Module 1: Recurrent Neural Networks and LSTM

Module Overview

This module introduces Recurrent Neural Networks (RNNs) and Long Short-Term Memory (LSTM) networks, which are specialized architectures designed for processing sequential data. While the feed-forward neural networks we've explored previously work well for many tasks, they struggle with sequential data where the order and context matter. RNNs address this limitation by incorporating feedback loops that allow information to persist across time steps.

You'll learn how RNNs process sequences by maintaining a "memory" of previous inputs, how the vanishing gradient problem limits traditional RNNs, and how LSTM networks overcome this limitation through specialized memory cells. By the end of this module, you'll be able to implement LSTM networks for text generation tasks using Keras, opening up possibilities for applications in natural language processing, time series analysis, and other sequence modeling domains.

Learning Objectives

  • Describe how Neural Networks are used for modeling sequences
  • Implement LSTM models for a text classification problem and a text generation problem

Objective 01 - Describe Neural Networks Used for Modeling Sequences

Overview

We have reached the last sprint of the core data science curriculum! In this unit so far, we have created and trained feed-forward neural networks. While we can do a lot with this type of neural network, some types of data work better with different architectures.

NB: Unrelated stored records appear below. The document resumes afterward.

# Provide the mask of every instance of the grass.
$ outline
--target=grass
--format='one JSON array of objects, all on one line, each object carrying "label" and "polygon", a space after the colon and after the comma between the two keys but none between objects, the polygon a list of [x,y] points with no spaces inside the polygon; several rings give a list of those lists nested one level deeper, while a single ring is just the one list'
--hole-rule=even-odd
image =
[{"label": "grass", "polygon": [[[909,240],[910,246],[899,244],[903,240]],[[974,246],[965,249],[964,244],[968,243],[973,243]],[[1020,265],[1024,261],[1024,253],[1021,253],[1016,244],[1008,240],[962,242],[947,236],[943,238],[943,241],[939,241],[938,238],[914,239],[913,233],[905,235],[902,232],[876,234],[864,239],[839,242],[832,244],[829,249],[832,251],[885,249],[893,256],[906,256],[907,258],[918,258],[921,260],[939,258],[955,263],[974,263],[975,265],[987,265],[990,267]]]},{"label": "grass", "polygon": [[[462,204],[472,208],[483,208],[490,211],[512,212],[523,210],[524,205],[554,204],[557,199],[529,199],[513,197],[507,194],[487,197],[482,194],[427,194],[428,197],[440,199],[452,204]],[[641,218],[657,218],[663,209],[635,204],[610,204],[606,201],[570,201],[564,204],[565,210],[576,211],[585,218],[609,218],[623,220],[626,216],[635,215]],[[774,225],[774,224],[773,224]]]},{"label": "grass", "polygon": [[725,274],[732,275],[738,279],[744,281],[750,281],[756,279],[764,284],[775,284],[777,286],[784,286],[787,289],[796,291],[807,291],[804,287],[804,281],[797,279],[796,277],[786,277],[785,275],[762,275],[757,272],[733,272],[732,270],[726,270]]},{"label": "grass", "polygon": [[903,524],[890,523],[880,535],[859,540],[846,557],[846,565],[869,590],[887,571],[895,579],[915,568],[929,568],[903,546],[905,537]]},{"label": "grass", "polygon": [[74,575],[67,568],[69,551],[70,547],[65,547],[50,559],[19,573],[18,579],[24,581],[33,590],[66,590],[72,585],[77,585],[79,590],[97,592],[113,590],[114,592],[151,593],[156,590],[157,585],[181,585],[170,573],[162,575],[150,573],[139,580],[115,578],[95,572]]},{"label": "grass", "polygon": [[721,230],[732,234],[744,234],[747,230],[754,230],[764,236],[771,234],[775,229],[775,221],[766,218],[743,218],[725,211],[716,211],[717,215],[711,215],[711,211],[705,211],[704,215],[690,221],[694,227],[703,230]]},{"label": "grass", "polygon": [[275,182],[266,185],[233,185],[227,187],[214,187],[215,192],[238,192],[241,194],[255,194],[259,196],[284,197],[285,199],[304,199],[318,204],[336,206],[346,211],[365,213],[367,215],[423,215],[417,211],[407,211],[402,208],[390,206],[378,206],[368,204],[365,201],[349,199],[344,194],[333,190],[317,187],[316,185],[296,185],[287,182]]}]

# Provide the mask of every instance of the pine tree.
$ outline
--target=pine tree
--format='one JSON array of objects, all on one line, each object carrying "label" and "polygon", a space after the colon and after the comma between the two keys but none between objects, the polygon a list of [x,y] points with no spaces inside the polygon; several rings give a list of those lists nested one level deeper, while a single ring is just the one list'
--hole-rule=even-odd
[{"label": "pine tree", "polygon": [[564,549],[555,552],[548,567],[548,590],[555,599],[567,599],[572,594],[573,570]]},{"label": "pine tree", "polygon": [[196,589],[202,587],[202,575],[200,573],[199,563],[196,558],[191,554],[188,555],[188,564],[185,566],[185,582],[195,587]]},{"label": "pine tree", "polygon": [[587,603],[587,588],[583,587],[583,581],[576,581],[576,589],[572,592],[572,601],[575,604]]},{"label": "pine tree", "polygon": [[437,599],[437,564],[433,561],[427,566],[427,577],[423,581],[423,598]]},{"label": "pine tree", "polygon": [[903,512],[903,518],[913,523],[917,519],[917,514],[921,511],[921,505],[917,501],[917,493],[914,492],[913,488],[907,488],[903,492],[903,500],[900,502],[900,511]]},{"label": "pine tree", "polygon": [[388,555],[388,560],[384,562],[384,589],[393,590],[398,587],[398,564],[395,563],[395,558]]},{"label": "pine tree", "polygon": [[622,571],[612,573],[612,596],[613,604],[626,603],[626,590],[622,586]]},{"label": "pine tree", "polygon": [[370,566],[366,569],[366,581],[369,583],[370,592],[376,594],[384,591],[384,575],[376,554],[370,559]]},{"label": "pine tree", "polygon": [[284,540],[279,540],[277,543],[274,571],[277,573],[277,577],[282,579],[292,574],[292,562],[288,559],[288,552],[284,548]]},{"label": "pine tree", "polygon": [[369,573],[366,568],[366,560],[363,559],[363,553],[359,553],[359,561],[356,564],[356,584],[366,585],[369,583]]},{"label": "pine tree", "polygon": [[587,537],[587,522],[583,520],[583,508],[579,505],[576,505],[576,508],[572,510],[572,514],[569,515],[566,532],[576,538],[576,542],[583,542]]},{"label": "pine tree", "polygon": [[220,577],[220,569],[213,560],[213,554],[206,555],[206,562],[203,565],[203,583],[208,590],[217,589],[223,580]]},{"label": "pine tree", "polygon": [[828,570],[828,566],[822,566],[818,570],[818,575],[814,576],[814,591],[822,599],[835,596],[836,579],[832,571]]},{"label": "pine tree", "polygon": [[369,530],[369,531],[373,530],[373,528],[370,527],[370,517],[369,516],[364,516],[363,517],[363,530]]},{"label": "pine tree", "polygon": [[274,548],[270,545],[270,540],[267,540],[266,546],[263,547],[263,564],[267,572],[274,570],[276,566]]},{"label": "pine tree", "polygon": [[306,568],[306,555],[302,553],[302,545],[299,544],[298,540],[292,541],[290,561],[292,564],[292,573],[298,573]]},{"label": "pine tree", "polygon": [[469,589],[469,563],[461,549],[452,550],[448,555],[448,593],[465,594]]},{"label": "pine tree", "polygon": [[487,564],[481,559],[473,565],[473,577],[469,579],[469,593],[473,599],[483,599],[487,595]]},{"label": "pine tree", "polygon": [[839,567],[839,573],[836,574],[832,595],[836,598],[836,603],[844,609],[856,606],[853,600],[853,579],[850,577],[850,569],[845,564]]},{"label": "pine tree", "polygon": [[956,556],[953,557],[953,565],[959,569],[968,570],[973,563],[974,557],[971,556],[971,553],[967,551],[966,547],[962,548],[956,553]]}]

This module will explore recurrent neural networks (RNN), and a type of RNN called a long short-term memory (LSTM) network. These architectures are well suited for processing sequences and using them for many natural language processing tasks.

Sequence

A sequence is a collection of objects (integers, floats, characters, tokens, and other data types) where you can repeat the order of matter and objects. A Python list is an example, as well as NumPy arrays. Many of the data structures we use are built on basic sequences.

Time Series

A time series is a data where you have not just the order but some actual continuous marker for where the points lie “in time” - this could be a date, a timestamp, Unix time, or something else. Of course, all time series are also sequences, and for some techniques, you might consider the order of the sequence and not the separation (in time) of the entries.

Recursion

In mathematics, recursion is defining objects based on previously defined other objects of the same type. In other words, recursion is something that happens when a thing calls itself one or more times.

For example, a recursive function calls itself and uses its previous terms to define subsequent terms. Pascal's Triangle is an example of using previous terms to calculate subsequent terms: each number is the sum of the two numbers directly above it.

In computer science, a recursive function calls itself from within its code.

Recurrent Neural Networks (RNN)

Remember that a feed-forward neural network has an input layer and then some number of hidden layers. The output from each layer is fed into the next layer without any feedback. In contrast, with a recurrent neural network, there is a layer where the output from the nodes feeds back into itself. This layer is called the recurrent layer.

Simple RNNs have a weakness called the vanishing gradient problem: the recursive aspect sometimes results in the back-propagation gradients either exploding or becoming very small (vanishing). So what can we do?

Long short-term memory (LSTM) network

To prevent the vanishing gradient problem, we can create a memory state within the network that adds to the gradients; this prevents them from becoming too small. You can learn more about the structure of the LSTM network in this article. For now, we'll focus on how to implement them and what types of problems they are suitable for.

Follow Along

In this section, we'll first look at the option in Keras for creating a simple neural network with a recurrent layer. The keras.layers.SimpleRNN is a fully connected RNN where the output from the previous time step is fed to the next time step.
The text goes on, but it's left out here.